De vertaling die ik van Guus Janssen kreeg luidde:

zegel van de heer van het leengoed [= leenman] en van zijn gelijken van de hof in Dieteren.

In het boek:Susteren en zijn oude zegels door N. Roozen C.M. uit 1959, lezen we;
DE HEERLIJKHEID DIETEREN.
Het dorp Dieteren heeft te allen tijde, evenals nu nog, deel uitgemaakt van Susteren. Het was een heerlijkheid.
In het kerkarchief van Susteren vindt men nog enige oude perkamenten die op Dieteren betrekking hebben.
1335—2 mei. Ridder Goswyn, heer van Dieteren, bekent dat hij ter nagedachtenis van zijn voorzaten, aan de abdij van Susteren jaarlijks schuldig is een mud wintertarwe, te meten naar de maat van het convent van Susteren. Dit graan komt van 3 vrechten akkerland gelegen in het gebied van Dieteren, aan de Lohegge, nabij de hoeve Bommegen, en is te leveren op de dag na het feest van de H. Andreas, apostel (2 mei). Hier volgt de tekst in het latijn :
Universis presentes litteras visuris ac audituris. Nos Goyswinus dominus de Dyeteren, armiger, notum facimus et tenore presentium publice recognoscimus et protestamur, quod nos ob certam causam, videlicet commemorationem nostrorum predecessorum in monasterio Suestrensi perpetuo faciendam, tenemur et obligati sumus conventui ejusdem monasterii ordinis Sancti Benedicti, Leodiensis diocesis, in pensione annua unum maldrum siliginis mensure Suestrensis eidum conventui aut ejus certo nuncio a nobis et nostris heredibus seu successoribus persolvenda singulis annis in festo beati Andree apostoli, de quadam pecia terre arrabilis, videlicet tribus vrectis seu jurnalibus terre sitis in territorio de Dyeteren in campo dicto by De Lohegge proxime curti dicte Bommegen. Ita quod si nos aut successores nostri vel heredes in solucione dicte pensionis dicto conventui ut predicitur facienda negligentes fuerimus vel remissi in parte vel in toto, ex tunc idem conventus aut ejus mandans sive procurator ejus nomine et pro ipso ad dictam terram accedere poterit in crastino dicti festi beati Andree apostoli et se intromittere de eadem tanquam hereditate propria, contradictione cujuscumque non obstante, bona fide, omnique dolo et fraude exclusis penitus in premissis. In cujus rei testimonium sigillum nostrum una cum sigillis Rutgeri dicti van den Eygen et Theodorici dicti Schele de Baychoven armigerorum nostrorum fidelium. presentibus litteris duximus fideliter apponendum. Et nos Rutgerus et Theodoricus fideles dicti Goyswini domini de Dyeteren recognescentes premissa omnia et singula quemadmodum superius sunt expressa vera esse, ad rogatum ejusdem Goyswini sigilla nostra eisdem litteris duximus apponenda in testimonium premissorum. Datum anno Domini millesimo trecentesimo tricesimo quinto. In crastino beatorum Philippi et Jacobi apostolorum.

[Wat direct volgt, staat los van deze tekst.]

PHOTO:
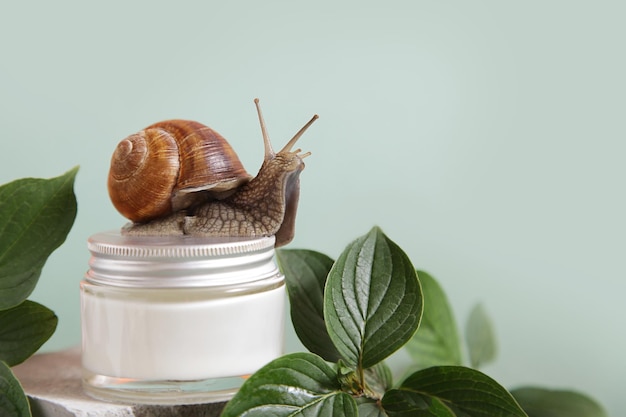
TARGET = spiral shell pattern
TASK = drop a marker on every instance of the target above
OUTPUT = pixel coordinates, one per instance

Het origineel is op perkament geschreven, enigszins beschadigd. Er hebben 3 zegels aangehangen : het eerste en voornaamste van heer Goswyn, is eraf gevallen, de beide anderen zijn zeer beschadigd; op het ene dat gebroken en geschonden is, leest men nog : S......ERI D............ GE......; het derde voerde blijkbaar een klimmende leeuw (men ziet er nog juist een poot van) en van het randschrift is nog over : de letters BAY......

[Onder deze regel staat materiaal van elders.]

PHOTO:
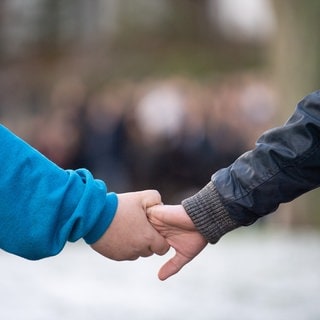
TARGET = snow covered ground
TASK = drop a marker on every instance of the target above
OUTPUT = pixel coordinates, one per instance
(248, 275)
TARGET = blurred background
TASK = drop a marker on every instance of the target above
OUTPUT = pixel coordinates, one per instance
(161, 94)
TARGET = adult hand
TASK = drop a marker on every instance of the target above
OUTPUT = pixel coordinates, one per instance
(130, 234)
(176, 226)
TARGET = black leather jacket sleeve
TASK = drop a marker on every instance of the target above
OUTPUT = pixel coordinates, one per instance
(284, 164)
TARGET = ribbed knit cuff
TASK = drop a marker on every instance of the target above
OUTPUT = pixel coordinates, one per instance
(209, 214)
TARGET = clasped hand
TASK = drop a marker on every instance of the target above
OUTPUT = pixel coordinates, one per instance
(143, 226)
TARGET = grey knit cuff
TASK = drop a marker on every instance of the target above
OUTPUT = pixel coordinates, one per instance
(209, 214)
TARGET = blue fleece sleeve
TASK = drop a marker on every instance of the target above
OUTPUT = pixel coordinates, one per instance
(43, 206)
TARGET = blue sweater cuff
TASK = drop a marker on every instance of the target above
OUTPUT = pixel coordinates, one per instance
(104, 220)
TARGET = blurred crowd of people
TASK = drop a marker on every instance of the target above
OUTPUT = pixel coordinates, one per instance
(170, 135)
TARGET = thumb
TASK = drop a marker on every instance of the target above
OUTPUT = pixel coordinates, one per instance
(172, 266)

Op de beide perkamenten stroken waaraan de zegels hangen staat geschreven RUTGER DE EYGEN en THEOD. DE BAYCHOVEN. 1335—11 october. Arnoldus, heer van Steyn, getuigt dat Elisabet, abdis van Susteren, 1 1/2 sil land, zijnde vrijgrond, verruilt tegen 1 1/2 sil leengrond van Wynand van Dyteren. Beide percelen waren gelegen onder Papenhoven. [In 1335 waren die van Steyn heren van Dieteren. Een sil of sella grond was ongeveer een halve bunder.] Het zegel is verloren.

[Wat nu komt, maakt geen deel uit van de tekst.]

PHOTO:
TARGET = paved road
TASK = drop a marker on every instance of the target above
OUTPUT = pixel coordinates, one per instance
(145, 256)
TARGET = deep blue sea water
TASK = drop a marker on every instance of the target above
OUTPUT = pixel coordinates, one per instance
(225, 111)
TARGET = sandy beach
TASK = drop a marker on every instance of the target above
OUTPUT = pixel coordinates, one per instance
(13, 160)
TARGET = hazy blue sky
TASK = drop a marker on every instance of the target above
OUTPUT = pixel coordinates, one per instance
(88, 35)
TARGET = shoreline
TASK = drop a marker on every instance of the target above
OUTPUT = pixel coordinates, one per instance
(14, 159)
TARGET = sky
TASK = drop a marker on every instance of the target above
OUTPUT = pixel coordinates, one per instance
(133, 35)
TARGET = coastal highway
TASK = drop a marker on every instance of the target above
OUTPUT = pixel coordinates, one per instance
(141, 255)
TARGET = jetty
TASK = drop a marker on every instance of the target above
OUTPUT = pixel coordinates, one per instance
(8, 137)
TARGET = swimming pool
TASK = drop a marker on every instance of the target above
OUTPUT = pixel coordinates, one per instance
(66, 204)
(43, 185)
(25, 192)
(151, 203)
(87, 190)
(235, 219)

1336 — 24 juni. Schuldbrief van een inwoner van Dieteren ten voordele van het convent van Susteren, aangaande te leveren granen, &bdqou;in crastino Beati Andreae”.
Van deze akte is zeer weinig overgebleven.
In het Rijksarchief te Maastricht bewaart men een gipsafdruk van het zegel van een der eerste heren van Dieteren.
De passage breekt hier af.